無敵戦艦ダイよりもやや西に、瓦礫にその頭を埋めるようにして遺棄されている戦闘機があった。
機首が折れ、右翼が引き裂かれ、尾翼も失われており機体表面を覆う装甲板も少なくない数が剥がれ落ちて、その内部を晒している。
二度と飛び立つことは適わない堕ちた戦闘機。以前目にしたときよりもさらに損傷の進んだ無残な姿。
だが、濃紺の機体色に黄色のアクセントを取り入れたそれは間違いなく目的の機体だった。
「YF-21に間違いない。ガイの機体だよ」
「無事だといいわね……わっ!!」
直接的ではないにせよYF-21を落した責任の一端を感じて神妙になりかけたソシエを見て、急に舵を切った。
未だどこにいるのか分からないが、通信モニターの映像からゴロンゴロンと転がる羽目になったのは分かる。

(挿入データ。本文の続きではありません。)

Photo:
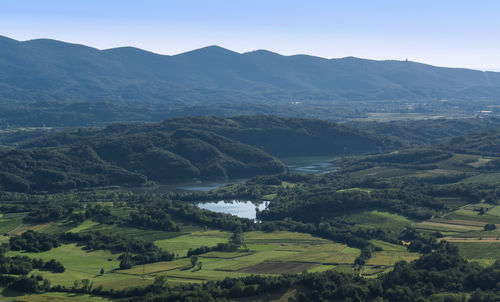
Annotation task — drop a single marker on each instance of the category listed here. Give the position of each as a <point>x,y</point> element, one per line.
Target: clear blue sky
<point>439,32</point>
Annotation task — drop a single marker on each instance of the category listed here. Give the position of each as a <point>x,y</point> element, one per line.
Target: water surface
<point>309,164</point>
<point>240,208</point>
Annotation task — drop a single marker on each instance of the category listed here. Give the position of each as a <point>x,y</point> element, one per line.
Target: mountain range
<point>49,70</point>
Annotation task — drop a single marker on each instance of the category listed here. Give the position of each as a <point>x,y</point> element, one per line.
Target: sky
<point>439,32</point>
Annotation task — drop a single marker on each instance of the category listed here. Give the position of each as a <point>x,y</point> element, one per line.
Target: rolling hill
<point>174,150</point>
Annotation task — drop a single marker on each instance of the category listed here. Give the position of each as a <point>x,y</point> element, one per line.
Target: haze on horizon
<point>441,33</point>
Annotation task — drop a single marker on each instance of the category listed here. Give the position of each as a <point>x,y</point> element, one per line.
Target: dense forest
<point>172,151</point>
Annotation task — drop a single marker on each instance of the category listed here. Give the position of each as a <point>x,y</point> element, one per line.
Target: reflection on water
<point>240,208</point>
<point>309,164</point>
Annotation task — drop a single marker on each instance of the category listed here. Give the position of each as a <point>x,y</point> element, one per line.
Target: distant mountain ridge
<point>49,70</point>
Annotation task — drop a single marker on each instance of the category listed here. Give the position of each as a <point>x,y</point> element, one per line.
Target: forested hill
<point>48,70</point>
<point>175,150</point>
<point>429,131</point>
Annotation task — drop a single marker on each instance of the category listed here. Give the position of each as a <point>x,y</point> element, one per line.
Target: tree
<point>236,239</point>
<point>126,262</point>
<point>194,260</point>
<point>490,227</point>
<point>160,284</point>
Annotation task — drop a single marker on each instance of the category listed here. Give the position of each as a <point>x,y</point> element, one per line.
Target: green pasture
<point>81,264</point>
<point>180,245</point>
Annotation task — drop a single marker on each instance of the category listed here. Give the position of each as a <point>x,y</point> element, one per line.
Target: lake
<point>309,164</point>
<point>246,209</point>
<point>240,208</point>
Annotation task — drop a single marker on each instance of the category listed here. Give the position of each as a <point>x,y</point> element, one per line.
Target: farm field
<point>48,297</point>
<point>81,264</point>
<point>379,219</point>
<point>465,229</point>
<point>390,254</point>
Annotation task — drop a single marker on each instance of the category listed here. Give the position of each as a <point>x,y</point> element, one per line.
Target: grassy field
<point>465,228</point>
<point>269,253</point>
<point>390,254</point>
<point>490,178</point>
<point>180,245</point>
<point>378,219</point>
<point>483,252</point>
<point>48,297</point>
<point>81,265</point>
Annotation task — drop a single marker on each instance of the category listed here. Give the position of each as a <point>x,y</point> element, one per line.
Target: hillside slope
<point>175,150</point>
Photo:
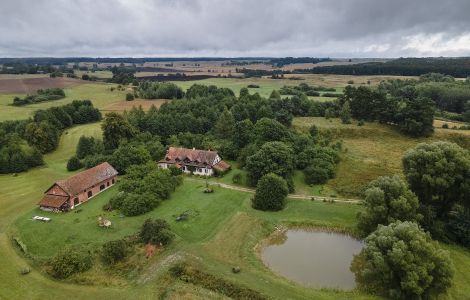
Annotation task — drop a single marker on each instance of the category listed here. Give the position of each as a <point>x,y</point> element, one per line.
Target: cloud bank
<point>340,28</point>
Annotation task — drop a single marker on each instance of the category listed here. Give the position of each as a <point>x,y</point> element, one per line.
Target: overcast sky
<point>321,28</point>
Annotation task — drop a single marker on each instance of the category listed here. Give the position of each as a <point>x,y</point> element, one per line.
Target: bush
<point>400,261</point>
<point>271,193</point>
<point>114,251</point>
<point>156,232</point>
<point>129,97</point>
<point>69,261</point>
<point>74,164</point>
<point>237,178</point>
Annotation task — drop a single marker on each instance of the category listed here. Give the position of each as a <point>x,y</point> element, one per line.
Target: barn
<point>68,193</point>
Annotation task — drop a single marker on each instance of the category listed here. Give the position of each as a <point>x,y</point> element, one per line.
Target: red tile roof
<point>86,179</point>
<point>193,156</point>
<point>53,201</point>
<point>222,166</point>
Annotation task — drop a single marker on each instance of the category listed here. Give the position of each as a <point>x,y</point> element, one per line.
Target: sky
<point>235,28</point>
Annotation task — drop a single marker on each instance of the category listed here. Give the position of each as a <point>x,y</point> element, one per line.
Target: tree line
<point>457,67</point>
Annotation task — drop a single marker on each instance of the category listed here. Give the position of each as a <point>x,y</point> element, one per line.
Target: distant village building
<point>199,162</point>
<point>68,193</point>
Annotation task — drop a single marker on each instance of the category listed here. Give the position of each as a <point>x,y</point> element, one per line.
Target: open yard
<point>221,232</point>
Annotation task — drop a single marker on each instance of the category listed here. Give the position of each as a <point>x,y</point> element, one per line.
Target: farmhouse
<point>199,162</point>
<point>67,193</point>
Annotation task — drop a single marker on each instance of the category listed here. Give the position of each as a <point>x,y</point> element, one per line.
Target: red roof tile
<point>86,179</point>
<point>222,166</point>
<point>54,201</point>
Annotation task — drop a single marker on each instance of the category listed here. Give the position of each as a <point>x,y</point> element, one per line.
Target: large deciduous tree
<point>116,128</point>
<point>387,200</point>
<point>273,157</point>
<point>271,193</point>
<point>400,261</point>
<point>439,174</point>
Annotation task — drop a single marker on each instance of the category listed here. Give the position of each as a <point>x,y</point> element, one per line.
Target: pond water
<point>314,258</point>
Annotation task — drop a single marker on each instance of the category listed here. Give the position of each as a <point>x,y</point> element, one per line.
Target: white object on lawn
<point>43,219</point>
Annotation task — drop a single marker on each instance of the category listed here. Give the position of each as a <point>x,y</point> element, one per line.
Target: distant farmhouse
<point>199,162</point>
<point>68,193</point>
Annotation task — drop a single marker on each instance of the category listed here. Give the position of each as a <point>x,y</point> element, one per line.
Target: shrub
<point>271,193</point>
<point>156,232</point>
<point>237,178</point>
<point>74,164</point>
<point>69,261</point>
<point>129,97</point>
<point>114,251</point>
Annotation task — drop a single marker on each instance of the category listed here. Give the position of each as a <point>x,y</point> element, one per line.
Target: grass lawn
<point>99,93</point>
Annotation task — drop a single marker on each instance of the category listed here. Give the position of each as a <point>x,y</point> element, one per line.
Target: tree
<point>269,130</point>
<point>69,261</point>
<point>439,174</point>
<point>156,232</point>
<point>114,251</point>
<point>345,113</point>
<point>242,133</point>
<point>224,126</point>
<point>400,261</point>
<point>116,128</point>
<point>271,193</point>
<point>273,157</point>
<point>387,199</point>
<point>73,164</point>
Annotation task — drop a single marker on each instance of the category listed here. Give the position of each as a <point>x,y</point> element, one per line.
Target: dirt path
<point>292,196</point>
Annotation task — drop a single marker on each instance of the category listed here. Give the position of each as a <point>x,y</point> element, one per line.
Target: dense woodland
<point>457,67</point>
<point>41,96</point>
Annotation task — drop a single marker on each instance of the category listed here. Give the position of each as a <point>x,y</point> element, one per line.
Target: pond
<point>314,258</point>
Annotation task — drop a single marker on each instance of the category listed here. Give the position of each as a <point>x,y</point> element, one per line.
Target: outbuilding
<point>68,193</point>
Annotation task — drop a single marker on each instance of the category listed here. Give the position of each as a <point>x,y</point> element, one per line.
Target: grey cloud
<point>340,28</point>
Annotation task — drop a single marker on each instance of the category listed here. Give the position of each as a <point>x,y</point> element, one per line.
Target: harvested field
<point>128,105</point>
<point>23,85</point>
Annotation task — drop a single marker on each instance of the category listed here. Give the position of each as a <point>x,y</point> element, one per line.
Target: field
<point>370,151</point>
<point>32,84</point>
<point>223,230</point>
<point>99,93</point>
<point>128,105</point>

「ちょっと、何やってるのよ! 真面目に運転なさい!!」
頭をさすりながら飛んできた予想通りの怒鳴り声に、軽く笑う。
「そう、その調子だ。あれこれ考えて沈んでいるのよりもそうやって怒鳴っているほうが君らしい、と私は思う」
「どういう意味よ!」
「いいぞ。その調子だ」
「あ〜、馬鹿にして」
「では元気が出たところで一仕事頼むとしようか。私がYF-21を調べる間、コックピットに座っていて貰おうか」
凰牙を着地体勢に移しながら言った言葉に「座ってるって、それだけ?」と言葉が返る。
「いや、周囲の索敵をお願いしよう。ここは視界が悪いのでね。何が潜んでいるのか分かったものではない」
「分かった。敵を見つけたら教えたらいいのね。他には?」
「とりあえずは以上だ。そうそう、なるべくなら凰牙は動かさないで貰いたいな。
下手に触られて壊されたのでは目も当てられない」
「失礼ね。私はこれでもミリシャで――」
そんなやり取りを続けながら凰牙をYF-21の近場へ。
半分埋没しながらも窪地に刺さり、高く伸びている高層ビルの瓦礫に足を降ろした。
総重量400tを超える重みを受けて瓦礫が軋みを上げ一瞬冷やりとしたが、それだけだった。
胸部に収まるコックピットのハッチを開け放ち、ソシエと入れ替わる。そのまま一人で地上へ。
「ロジャー!」
大声で呼ばれて振り返る。何かを投げる姿が見えて、何か黒い物が飛んでくる。
慌てて受け止めて確認してみれば、それはロジャーが外部から持ち込んだ時計型の通信機だった。
待ちかねていたかのように通信が繋がる。
「もう少し丁寧に扱ってもらいたいものだ。だが返していただけたのだ。この際文句はしまっておこう」
「私の物をどう扱おうと私の勝手じゃない。それに貸すだけよ。通信に必要だから一時的に返しただけなんですからね」
どうやらもう既にソシエの中ではすっかり彼女の物となっているらしい時計を腕につける。
いつ、どうやって、差し押さえられた物品を奪い返そうかと溜息を漏らしながらロジャーは、YF-21に向かって瓦礫の中を歩き始めた。